On the day before yesterday, a Spanish group unveiled a remarkable and truly tiny eco-friendly vehicle ideal for city dwellers, in the shape of a revolutionary fold-up car designed in the Basque region. Seen by the creators as a neat answer to urban stress and pollution, it should be available for sale in European within 18 months.
Dubbed Hiriko – Basque word for urban – this mini smart-car is an electric two-seater without doors, motor located within the wheels and capable of being folded like a collapsible stroller for easier parking options.
Boston’s MIT-Media laboratory conceived this clever concept, which was taken through to development by seven small Basque firms, working together as Hiriko Driving Mobility, the stunning prototype unveiled by Jose Manuel Barroso, president of the European Commission, who climbed into the amazing little – Only 5ft long – car through the fold-up front windscreen.
Consortium spokesman Gorka Espiau commented that a number of European cities are interested in assembling the Hirokos – with a 75 mile range off a full charge, speeds electronically set to respect the city speed limits wherever used.

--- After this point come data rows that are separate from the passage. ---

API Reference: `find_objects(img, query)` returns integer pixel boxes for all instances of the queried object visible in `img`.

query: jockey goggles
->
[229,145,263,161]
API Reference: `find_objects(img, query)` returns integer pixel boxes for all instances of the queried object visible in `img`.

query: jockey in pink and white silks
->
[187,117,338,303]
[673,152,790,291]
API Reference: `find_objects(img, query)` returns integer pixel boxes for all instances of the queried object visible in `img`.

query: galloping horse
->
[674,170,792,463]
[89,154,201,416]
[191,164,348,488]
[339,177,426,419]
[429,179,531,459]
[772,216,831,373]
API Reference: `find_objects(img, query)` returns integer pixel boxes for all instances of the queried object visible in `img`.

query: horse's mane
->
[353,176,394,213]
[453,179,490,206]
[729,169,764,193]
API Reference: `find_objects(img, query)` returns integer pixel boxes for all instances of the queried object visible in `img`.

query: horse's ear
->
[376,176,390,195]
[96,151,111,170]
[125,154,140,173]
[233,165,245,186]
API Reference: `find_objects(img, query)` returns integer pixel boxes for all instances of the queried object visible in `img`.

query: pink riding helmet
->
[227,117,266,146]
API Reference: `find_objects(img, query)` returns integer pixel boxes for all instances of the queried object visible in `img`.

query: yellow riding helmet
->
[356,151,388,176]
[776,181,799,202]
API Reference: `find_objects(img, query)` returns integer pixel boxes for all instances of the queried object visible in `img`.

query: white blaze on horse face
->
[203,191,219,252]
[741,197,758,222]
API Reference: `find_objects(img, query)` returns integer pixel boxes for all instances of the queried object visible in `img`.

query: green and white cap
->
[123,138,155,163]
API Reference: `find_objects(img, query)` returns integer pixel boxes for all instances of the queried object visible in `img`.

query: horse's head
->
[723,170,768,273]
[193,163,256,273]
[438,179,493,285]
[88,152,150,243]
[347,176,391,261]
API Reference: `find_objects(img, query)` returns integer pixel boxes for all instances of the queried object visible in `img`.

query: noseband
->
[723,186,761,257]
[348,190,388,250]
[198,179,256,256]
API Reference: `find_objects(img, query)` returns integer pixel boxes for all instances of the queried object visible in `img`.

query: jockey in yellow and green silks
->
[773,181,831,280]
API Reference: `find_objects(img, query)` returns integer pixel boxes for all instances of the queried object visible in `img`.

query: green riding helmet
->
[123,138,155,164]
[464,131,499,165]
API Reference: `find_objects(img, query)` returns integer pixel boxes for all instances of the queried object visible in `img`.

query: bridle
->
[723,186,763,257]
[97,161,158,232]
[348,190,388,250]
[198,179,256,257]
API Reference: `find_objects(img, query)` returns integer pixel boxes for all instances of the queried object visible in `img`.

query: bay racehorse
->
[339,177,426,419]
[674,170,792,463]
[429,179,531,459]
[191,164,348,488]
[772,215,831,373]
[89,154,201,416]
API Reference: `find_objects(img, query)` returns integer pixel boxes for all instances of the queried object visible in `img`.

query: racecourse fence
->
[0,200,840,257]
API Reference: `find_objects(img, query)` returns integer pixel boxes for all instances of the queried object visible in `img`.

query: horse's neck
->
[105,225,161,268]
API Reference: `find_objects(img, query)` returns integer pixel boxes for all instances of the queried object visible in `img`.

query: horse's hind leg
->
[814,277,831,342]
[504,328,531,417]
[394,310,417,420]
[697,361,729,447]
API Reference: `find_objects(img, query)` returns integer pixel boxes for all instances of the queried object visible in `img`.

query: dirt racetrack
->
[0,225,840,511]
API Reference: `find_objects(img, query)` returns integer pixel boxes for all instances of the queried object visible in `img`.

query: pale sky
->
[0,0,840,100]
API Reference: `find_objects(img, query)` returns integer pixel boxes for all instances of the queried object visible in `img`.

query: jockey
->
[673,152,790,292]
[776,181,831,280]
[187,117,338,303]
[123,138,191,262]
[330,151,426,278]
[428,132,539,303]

The makers see this car as city-owned in the main, being hired out just like the fleets of for-hire bicycles available in many European cities.

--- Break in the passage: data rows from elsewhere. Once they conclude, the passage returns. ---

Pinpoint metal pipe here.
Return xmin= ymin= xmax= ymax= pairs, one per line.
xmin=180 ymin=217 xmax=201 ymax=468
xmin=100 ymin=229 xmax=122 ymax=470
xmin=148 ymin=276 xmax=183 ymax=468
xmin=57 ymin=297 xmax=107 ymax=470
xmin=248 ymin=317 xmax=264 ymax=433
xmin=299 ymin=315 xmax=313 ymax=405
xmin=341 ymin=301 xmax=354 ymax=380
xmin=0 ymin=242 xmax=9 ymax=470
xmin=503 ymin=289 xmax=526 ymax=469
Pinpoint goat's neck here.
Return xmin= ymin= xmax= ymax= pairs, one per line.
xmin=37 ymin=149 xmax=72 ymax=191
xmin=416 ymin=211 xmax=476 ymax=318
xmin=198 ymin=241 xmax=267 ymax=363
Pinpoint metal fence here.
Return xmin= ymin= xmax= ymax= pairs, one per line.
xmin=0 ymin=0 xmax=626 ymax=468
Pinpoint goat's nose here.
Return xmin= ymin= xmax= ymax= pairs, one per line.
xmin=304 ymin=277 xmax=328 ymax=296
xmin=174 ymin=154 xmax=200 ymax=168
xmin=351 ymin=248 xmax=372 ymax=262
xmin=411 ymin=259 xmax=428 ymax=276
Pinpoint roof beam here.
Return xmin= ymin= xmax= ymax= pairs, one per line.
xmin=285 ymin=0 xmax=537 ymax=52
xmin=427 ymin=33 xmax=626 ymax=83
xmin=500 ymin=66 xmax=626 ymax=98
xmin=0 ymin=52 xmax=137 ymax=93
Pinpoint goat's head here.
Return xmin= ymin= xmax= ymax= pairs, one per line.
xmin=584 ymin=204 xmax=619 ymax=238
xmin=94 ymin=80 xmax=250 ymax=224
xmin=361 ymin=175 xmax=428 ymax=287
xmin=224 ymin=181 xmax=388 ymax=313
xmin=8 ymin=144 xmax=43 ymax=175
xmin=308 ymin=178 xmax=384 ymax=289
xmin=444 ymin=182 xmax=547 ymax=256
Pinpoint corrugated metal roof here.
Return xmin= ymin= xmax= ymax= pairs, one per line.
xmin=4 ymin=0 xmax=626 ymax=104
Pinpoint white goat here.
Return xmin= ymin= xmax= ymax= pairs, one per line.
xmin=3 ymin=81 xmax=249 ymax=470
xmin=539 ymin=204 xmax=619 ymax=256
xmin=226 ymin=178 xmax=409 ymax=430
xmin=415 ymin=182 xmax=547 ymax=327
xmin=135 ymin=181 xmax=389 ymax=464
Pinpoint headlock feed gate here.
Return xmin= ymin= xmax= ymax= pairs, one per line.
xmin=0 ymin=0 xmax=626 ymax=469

Each vehicle will cost around 12,500 euros, and can be purchased by members of the public, who will love the fact that all four wheels on the Hiroko turn at right angles to facilitate sideways parking in the tightest of spaces on city streets. Berlin, Barcelona, San Francisco, Hong Kong, as well as Paris, London, Boston, Dubai and Brussels have all expressed an interest.

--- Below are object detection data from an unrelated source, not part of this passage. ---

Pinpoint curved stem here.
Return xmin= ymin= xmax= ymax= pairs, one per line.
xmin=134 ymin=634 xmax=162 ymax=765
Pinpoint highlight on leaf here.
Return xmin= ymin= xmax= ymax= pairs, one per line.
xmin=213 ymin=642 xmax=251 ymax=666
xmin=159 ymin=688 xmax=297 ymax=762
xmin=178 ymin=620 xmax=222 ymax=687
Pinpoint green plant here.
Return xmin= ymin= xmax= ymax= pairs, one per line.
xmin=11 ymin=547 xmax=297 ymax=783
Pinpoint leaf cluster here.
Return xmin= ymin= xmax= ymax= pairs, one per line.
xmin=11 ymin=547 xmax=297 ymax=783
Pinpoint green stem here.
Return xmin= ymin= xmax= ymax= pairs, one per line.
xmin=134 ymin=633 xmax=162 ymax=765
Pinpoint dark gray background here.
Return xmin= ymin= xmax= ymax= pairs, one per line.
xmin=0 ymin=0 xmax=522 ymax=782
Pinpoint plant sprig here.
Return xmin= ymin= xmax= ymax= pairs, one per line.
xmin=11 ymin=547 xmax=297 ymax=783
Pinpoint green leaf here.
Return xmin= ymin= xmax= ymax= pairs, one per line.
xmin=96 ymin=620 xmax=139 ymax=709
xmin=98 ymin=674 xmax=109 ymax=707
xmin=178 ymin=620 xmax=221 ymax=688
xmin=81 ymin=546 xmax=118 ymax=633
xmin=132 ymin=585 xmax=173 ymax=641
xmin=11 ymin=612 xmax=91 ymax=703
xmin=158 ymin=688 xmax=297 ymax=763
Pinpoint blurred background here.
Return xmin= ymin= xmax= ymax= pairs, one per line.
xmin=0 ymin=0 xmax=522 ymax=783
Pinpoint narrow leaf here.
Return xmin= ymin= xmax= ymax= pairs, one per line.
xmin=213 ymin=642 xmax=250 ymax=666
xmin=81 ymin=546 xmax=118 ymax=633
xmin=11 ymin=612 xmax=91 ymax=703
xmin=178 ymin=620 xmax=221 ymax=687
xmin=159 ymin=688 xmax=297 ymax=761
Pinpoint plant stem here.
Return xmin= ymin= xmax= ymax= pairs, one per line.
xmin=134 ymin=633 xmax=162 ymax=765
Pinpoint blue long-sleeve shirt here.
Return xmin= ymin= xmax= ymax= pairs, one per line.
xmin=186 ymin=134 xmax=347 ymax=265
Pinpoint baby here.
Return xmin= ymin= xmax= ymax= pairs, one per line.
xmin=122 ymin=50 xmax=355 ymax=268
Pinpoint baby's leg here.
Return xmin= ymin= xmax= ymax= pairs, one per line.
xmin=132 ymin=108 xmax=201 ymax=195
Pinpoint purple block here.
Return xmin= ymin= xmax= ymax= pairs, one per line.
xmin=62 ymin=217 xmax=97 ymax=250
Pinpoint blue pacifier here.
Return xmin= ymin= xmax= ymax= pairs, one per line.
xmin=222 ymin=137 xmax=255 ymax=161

Backers of the innovative design coup describe the Hiriko as offering a systematic solution to major challenges such as urban transportation and pollution reduction. But what, you might ask, if I run out of charge suddenly, the question that makes many would-be buyers think twice about electric cars.
Nissan is working In partnership with the Japan Automobile Federation, testing roadside service vehicles designed specifically for the recharging of stranded electric vehicles. In this way they will be bringing the charging architecture of motoring to the consumer, in the form of a call-out to something like the AA.
Should you be an electric car owner, you could buy an annual membership, allowing you to call for help with both flat tires and dead batteries, the service vehicles equipped to recharge those batteries in a very short space of time. If the idea catches on, which seems highly likely, then you might feel more inclined to go for an all-electric car, that emergency recharges were but a telephone call away.